ここで強調しておきたいことが、こうした状況で生じる子どもの不快感を「関係性の中で納めていく」という関わりが必須であるということです。「思い通りにならない場面」で不適応を示している子どもの親と接していると、こうした子どもの不快感を「親の関わり方の失敗」と考えたり「不快にさせてはならない」と捉えたりしている人が非常に多いと感じます。

【事例3:炎天下で倒れた母親】

年少の園児。思い通りにならないと他児を叩く、大声で泣くという行動が見られ、そうした行動が一度起こるとなかなか収まらない。家庭では、そうした行動は見られない。いつもお迎えの後、すぐに帰らず近くの公園で本児が「気が済むまで」遊ばせている。ある炎天下の日、本児が「気が済むまで」遊ばせていると母親が体調不良となり、園で職員が介抱することになった。

【事例4:迎えに来る人を指定する園児】

年長の園児。自分が好きではない活動になると教室を出ていこうとする。それを止めると大声で泣き、暴れるという行動が際限なく続く。本児の思うとおりにすると落ち着いているが、保育士が一人張り付くことになるので大変である。ある日、父親が迎えに来るが、本児が「迎えはお母さんが良い」というので、父親は妹だけ連れて帰り、しばらくしてから母親が本児を迎えに来た。

■「思い通りにならない環境」に慣れさせたほうがいい

これらの事例は、おそらく多くの家庭にとっては「そこまで付き合わない」「こちらの都合に合わせさせる」という状況だろうと思うのですが、子どもに合わせて親側が我慢したり調整したりしていることがわかります。

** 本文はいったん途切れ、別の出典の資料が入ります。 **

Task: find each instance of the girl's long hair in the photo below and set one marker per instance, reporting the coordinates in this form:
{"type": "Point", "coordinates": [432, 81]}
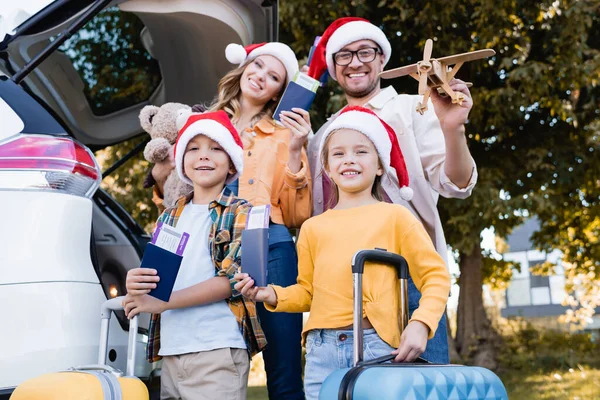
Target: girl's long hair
{"type": "Point", "coordinates": [376, 190]}
{"type": "Point", "coordinates": [228, 96]}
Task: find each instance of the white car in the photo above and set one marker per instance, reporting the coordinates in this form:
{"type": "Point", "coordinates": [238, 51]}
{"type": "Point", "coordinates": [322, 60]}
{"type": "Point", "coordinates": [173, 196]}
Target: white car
{"type": "Point", "coordinates": [66, 245]}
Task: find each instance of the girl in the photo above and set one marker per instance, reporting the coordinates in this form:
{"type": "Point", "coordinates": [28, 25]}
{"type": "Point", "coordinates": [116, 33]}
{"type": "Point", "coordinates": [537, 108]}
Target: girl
{"type": "Point", "coordinates": [356, 152]}
{"type": "Point", "coordinates": [276, 173]}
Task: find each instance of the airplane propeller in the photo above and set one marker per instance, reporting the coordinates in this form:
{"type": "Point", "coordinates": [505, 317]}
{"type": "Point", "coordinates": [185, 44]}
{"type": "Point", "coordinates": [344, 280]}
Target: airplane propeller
{"type": "Point", "coordinates": [425, 66]}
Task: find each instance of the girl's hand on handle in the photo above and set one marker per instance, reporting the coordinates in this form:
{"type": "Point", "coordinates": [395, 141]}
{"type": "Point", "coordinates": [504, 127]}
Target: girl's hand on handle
{"type": "Point", "coordinates": [298, 122]}
{"type": "Point", "coordinates": [412, 342]}
{"type": "Point", "coordinates": [141, 280]}
{"type": "Point", "coordinates": [246, 287]}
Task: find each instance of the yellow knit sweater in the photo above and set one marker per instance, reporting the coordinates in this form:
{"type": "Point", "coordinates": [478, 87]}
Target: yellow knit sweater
{"type": "Point", "coordinates": [325, 248]}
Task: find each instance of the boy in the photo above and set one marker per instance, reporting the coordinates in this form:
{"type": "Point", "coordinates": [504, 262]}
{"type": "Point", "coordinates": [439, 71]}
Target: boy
{"type": "Point", "coordinates": [207, 330]}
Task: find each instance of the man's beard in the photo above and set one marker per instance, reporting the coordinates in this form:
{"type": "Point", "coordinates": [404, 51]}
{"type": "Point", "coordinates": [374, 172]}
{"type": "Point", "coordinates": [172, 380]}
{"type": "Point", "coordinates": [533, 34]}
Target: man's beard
{"type": "Point", "coordinates": [359, 94]}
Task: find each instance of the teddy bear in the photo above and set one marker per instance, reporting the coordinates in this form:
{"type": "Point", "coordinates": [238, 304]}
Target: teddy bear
{"type": "Point", "coordinates": [161, 124]}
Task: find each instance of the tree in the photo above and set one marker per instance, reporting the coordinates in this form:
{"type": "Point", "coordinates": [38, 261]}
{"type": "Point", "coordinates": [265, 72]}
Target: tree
{"type": "Point", "coordinates": [522, 132]}
{"type": "Point", "coordinates": [117, 72]}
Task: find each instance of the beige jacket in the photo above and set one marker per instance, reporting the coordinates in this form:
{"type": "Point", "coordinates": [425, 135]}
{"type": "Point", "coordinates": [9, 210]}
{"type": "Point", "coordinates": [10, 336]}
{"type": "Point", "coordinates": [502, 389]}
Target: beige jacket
{"type": "Point", "coordinates": [422, 143]}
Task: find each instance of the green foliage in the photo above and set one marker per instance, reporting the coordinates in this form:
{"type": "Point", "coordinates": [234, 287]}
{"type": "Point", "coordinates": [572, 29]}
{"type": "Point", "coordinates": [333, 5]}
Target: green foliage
{"type": "Point", "coordinates": [528, 348]}
{"type": "Point", "coordinates": [116, 69]}
{"type": "Point", "coordinates": [533, 131]}
{"type": "Point", "coordinates": [126, 184]}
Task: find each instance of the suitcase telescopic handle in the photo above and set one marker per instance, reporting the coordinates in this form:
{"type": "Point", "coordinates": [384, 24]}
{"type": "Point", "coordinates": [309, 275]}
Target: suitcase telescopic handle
{"type": "Point", "coordinates": [106, 310]}
{"type": "Point", "coordinates": [358, 266]}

こうした事例では、園内での行動について親に伝えても「家では問題ありません」と返されるのが常ですが、子どもに合わせて環境を調整してあげているのですから、家で問題が出ないのは当然といえば当然です。こうした状況で大切なのは、子どもの不快感が生じないように環境を調整するのではなく、「思い通りにならない環境」に出会った時の不快感が親子関係の中で受けとめられ、なだめられながら納めていくことです。

大人に注意される子どものイメージ
写真=iStock.com/takasuu
※写真はイメージです - 写真=iStock.com/takasuu

「迎えはお母さんが良い!」と言われたとしても、「今日はお母さんが忙しいから、しょうがないよ」「我慢してお父さんと帰ろう」と声をかけて連れて帰れば良いですし、その時に生じる不快感を「しょうがないよー」と困りつつも受けとめていけば良いわけです。

■「叱る→慰める」のセットが重要

こうした意見に対して、「子どもなんだし、変えてあげられるんだから、変えれば良いじゃないか」という考えを持っている人もいるでしょう。ですが、私がこのことを強調するのには理由があります。

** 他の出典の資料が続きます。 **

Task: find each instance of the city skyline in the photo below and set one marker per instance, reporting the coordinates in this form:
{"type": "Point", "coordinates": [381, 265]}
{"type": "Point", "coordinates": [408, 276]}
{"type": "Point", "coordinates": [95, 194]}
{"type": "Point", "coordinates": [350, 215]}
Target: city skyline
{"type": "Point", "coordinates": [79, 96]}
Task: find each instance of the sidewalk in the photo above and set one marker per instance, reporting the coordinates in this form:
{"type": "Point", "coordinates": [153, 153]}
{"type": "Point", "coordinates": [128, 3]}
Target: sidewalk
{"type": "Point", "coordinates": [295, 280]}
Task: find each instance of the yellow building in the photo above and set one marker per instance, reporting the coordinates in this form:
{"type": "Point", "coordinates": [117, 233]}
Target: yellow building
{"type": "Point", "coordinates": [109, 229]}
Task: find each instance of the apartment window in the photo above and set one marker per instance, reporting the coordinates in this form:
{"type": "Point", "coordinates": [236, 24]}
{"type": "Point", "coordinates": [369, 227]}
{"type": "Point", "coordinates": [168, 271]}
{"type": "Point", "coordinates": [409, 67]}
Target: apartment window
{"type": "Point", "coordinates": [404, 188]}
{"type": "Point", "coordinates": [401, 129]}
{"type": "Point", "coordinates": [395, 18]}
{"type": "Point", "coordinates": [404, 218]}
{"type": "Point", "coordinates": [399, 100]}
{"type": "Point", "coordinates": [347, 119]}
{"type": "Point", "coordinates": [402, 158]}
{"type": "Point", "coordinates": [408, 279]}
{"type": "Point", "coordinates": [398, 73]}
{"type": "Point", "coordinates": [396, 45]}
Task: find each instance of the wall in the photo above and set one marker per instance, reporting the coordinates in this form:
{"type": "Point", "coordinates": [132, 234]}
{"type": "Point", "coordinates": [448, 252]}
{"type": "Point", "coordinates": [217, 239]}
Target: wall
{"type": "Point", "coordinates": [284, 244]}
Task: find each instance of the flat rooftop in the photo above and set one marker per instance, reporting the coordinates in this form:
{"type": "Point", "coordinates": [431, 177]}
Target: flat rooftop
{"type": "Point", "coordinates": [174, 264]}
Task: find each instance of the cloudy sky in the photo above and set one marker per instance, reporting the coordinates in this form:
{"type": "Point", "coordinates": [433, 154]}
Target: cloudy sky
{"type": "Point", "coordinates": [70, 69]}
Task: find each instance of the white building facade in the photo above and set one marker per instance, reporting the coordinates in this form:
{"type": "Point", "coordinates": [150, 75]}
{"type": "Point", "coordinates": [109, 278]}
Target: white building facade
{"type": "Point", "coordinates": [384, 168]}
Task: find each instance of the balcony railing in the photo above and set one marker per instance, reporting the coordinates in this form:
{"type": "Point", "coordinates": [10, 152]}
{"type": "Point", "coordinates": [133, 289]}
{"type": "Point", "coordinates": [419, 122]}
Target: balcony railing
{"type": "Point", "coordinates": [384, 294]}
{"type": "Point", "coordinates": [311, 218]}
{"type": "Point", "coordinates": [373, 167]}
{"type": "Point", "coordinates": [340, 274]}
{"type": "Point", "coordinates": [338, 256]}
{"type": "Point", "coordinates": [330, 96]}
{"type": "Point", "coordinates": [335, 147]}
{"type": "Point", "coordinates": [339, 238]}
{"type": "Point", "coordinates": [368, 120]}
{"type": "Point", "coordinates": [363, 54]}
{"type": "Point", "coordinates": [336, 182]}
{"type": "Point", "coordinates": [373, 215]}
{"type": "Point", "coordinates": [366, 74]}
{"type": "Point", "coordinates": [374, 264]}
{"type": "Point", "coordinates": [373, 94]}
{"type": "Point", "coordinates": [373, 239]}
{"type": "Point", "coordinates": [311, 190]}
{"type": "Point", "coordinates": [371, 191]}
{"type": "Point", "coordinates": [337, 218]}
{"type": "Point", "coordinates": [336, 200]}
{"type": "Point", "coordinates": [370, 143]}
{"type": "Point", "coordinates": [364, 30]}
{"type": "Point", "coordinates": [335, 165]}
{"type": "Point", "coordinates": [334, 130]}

こうした「思い通りにならない環境に出会った時の不快感」を親子の関係性の中で納めていくという作業は、明確に「子どもが幼い時期の方がやりやすい」のです。この理由は簡単です。

親が「思い通りにならない環境」として立ちはだかると同時に「その不快感を受けとめる」という「一人二役」をしやすいのは、小学校低学年くらいまでなんです。子どもが幼ければ幼いほど、親が「ダメ!」と叱って不快感を抱えたとしても、その叱った親にすがって慰められるという構図になりやすく、そうした「不快感+慰め」というワンセットを通して子どもは不快感を納める経験を重ねていくのです。

大人大人に慰められる子どものイメージ
写真=iStock.com/takasuu
※写真はイメージです - 写真=iStock.com/takasuu

ですが、子どもがだいたい8歳前後くらいになってくると、親が「思い通りにならない環境」として立ちふさがった場合に、子どもは親から離れてしまうので「関係性の中で不快感を納める」というパターンが経験されにくくなってしまいます。

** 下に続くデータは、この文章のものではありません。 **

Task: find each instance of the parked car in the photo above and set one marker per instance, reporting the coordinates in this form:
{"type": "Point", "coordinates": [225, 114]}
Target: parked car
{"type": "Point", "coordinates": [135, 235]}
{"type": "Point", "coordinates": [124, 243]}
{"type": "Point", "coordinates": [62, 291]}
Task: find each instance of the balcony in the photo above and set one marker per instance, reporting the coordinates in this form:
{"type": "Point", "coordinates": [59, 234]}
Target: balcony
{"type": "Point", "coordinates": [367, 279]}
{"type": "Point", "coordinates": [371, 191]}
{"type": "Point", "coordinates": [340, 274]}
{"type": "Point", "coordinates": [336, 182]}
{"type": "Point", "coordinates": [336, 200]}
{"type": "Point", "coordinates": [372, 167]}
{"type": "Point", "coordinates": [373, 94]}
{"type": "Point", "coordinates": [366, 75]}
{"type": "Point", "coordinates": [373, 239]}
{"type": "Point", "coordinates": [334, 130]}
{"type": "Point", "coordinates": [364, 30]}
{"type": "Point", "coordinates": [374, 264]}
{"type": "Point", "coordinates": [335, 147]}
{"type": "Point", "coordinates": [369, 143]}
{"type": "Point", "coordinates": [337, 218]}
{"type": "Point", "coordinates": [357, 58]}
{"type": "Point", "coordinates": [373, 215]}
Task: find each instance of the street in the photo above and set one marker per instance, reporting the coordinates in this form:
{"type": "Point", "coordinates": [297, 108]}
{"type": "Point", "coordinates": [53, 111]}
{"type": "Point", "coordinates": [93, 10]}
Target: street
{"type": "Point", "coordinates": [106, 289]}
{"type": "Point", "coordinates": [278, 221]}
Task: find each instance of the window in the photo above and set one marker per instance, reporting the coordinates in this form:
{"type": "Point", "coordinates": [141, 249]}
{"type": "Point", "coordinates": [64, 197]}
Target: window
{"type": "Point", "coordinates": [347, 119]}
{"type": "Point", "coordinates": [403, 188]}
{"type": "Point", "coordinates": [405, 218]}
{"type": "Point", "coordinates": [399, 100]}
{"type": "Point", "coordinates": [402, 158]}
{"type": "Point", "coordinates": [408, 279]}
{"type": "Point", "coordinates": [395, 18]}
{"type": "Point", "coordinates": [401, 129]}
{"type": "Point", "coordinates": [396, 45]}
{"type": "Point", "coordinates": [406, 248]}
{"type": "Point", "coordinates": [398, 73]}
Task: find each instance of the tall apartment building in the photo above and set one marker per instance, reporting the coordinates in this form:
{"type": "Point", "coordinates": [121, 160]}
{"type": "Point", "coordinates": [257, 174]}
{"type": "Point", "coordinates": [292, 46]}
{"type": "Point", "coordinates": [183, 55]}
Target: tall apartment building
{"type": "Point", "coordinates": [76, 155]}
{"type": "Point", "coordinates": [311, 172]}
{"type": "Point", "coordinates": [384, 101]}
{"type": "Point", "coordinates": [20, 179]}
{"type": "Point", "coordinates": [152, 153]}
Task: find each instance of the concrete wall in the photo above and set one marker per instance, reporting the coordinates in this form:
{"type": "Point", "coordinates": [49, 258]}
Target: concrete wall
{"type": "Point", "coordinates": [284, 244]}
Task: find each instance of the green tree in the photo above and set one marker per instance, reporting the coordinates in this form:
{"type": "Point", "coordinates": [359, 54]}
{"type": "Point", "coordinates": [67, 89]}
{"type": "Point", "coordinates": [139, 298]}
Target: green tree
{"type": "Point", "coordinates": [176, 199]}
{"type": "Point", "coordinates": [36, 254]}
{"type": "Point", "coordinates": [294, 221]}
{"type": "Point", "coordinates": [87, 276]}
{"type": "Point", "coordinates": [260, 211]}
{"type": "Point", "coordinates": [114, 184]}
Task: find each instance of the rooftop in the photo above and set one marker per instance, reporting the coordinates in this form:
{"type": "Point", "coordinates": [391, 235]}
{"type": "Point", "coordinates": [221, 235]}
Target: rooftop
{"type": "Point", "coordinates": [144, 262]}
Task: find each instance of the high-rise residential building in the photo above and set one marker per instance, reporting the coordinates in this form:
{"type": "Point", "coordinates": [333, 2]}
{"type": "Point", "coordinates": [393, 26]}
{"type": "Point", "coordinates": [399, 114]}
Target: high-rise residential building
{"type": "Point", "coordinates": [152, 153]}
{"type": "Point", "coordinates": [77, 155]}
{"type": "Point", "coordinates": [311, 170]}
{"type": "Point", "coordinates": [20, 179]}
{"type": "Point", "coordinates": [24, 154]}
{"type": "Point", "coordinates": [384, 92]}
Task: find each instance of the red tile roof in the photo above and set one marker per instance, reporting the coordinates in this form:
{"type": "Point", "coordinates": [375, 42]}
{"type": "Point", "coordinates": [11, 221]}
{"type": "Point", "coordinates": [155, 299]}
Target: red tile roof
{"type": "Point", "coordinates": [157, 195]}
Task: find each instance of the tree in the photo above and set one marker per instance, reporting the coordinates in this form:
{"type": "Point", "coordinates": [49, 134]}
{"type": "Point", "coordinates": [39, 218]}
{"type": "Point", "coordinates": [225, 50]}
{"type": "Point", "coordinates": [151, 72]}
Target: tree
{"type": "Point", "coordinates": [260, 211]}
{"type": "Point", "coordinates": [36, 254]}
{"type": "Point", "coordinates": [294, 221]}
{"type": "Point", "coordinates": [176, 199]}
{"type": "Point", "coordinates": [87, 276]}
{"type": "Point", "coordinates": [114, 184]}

こうした子どもの発達に合わせて、親や学校は、子どもへの叱り方、諫め方、止め方を工夫することが大切になってきます。例えば、子どもが学校で叱られたら、それを聞いた親が気持ちを受けとめるなどの「家庭と学校の連携」が重要になってくるわけです。

■少しの不自由さにも耐えられなくなってしまう

学校は多くの子ども達にとって「思い通りにならない場所」です。自分たちの行動は校則で制限されますし、同年代の子ども達の中で好き勝手ばかりはできませんし、定められた時間に定められた学習をすることになります。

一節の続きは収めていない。